Though there are pockets of weakness among some retailers, the low unemployment, stable yet low interest rates, and demand for quality food courts will underpin earnings.
Artist impression of The Glen shopping centre in Melbourne’s south-east.
In the third-quarter results, the two said there were anomalies in the results due to school holidays and Easter occurring in April this year compared with March last year.
Retailers have also said the warm Autumn in NSW is having an impact on business, with many apparel stores undertaking a fresh round of discounting to shift stock and make room for winter woollies.

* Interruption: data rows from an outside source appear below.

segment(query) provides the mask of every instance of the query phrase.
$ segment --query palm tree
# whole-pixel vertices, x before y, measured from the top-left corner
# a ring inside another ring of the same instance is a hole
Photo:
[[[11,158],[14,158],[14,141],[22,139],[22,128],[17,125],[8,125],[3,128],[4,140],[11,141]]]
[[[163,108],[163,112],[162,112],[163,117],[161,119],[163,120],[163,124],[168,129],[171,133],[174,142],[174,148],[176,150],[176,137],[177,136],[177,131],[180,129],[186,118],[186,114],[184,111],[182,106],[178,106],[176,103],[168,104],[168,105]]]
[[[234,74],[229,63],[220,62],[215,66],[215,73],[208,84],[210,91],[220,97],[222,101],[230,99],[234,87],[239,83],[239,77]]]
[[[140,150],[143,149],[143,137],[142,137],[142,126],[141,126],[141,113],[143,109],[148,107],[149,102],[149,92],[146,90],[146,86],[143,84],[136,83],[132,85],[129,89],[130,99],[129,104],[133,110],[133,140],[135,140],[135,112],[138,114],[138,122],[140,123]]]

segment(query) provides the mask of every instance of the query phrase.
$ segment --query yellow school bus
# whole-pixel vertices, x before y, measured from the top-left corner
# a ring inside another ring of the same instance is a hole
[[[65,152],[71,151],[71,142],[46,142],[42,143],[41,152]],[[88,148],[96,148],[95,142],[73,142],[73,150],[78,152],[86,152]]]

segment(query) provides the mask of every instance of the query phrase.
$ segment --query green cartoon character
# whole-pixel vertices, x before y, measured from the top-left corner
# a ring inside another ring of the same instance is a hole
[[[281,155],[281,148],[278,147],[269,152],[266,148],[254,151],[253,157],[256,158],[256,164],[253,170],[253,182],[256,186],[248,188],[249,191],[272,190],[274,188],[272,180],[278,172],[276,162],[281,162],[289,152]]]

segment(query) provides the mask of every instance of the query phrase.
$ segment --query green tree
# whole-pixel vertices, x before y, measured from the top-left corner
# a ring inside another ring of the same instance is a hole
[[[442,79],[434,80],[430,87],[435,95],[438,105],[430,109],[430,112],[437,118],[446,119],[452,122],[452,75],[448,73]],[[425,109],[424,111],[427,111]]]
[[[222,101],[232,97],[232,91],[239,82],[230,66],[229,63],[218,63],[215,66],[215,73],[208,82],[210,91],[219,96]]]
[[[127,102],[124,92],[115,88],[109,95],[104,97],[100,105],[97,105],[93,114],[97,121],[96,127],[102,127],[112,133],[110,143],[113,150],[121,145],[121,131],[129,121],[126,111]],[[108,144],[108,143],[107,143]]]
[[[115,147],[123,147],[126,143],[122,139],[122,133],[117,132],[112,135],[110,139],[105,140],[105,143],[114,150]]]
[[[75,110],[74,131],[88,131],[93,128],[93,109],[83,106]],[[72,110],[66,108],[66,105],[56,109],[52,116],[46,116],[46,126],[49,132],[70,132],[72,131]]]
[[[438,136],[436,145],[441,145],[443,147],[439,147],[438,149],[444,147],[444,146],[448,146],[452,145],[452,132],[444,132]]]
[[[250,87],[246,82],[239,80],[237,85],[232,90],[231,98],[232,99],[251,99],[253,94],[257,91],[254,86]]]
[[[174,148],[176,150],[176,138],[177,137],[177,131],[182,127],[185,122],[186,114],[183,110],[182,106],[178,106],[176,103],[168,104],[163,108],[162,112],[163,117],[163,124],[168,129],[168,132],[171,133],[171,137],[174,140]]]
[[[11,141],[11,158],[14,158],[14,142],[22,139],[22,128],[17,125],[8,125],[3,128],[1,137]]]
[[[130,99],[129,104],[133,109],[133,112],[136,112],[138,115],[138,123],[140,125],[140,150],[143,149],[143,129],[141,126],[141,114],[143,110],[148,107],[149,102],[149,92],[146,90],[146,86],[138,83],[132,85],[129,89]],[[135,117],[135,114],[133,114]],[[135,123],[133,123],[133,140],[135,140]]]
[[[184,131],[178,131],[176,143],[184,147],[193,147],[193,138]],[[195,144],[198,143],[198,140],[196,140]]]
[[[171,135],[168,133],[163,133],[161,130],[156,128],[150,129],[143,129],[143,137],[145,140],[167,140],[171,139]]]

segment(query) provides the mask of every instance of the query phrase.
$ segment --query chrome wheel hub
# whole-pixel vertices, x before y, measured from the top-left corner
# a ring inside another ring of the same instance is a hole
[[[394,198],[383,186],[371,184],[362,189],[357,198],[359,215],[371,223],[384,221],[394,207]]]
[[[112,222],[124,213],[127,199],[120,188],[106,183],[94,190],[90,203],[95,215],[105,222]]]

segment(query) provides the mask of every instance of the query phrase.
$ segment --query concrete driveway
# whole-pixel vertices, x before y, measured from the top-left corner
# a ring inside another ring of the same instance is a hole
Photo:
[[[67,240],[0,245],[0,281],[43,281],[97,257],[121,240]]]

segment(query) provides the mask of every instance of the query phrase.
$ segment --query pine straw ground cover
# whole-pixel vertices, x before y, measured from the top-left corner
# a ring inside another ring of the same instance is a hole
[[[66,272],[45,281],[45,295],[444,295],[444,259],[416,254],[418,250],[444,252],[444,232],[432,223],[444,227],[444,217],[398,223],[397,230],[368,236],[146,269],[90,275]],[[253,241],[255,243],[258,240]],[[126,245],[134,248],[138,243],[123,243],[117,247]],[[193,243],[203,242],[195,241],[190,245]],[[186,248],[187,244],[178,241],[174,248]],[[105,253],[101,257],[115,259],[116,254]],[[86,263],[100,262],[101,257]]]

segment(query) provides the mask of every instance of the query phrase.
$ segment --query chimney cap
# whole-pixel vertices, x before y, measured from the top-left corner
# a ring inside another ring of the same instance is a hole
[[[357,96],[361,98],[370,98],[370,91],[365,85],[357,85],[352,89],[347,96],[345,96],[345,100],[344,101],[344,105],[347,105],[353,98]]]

Vicinity reported comparable specialty stores moving annual turnover (MAT) growth up 1.1 per cent for the year to March 31, 2017, compared with 2.2 per cent to December 31, 2016.
Group chief executive Angis McNaughton said the group was focused on its development pipeline at The Glen and Chadstone in Melbourne, and an increase in the number of DFO sites.
He said Golden Age Group last month won a competitive tender to acquire the residential air rights at The Glen. Golden Age Group will develop more than 500 apartments in three towers on the southern end of the site, with construction expected to commence in early-to-mid-2019 and be completed within 24 months.
After the sale of residential air rights, total development costs at The Glen reduced by $30 million (Vicinity’s share: $15 million).
“While there are pockets of weakness in the retail trading environment, we believe that retail expenditure fundamentals remain sound. Unemployment remains relatively low as are interest rates, house prices are generally still growing, and the Victorian and NSW economies are performing well,” Mr McNaughton said.
Vicinity’s guidance for 2017 underlying earnings remains unchanged at 18.6¢ to 18.8¢ per security.
Charter Hall Retail REIT will also focus on development and asset recycling, according to fund manager Scott Dundas.
The two tenants, Coles and Woolworths, which have been undergoing a price war, reported solid growth of 2.8 per cent. This is a significant improvement compared with the prior corresponding quarter in 2016 of 1.2 per cent growth
“We continue to transition the portfolio from smaller non-core assets into larger centres where we can add value through active management. Our recent transactions and prudent capital management initiatives demonstrate our ability to execute on this strategy to deliver unitholders a secure and growing income stream,” Mr Dundas said.
In the first half of the 2017 year, the REIT has sold $71.2 million of assets. During the quarter ended March 31, Woolworths Rosehill was contracted for sale at $13 million and the REIT is now marketing about $170 million of assets and “continues to assess acquisition opportunities”.
Mr Dundas confirmed the full-year 2017 guidance for operating earnings is expected to be 30.4¢ per unit.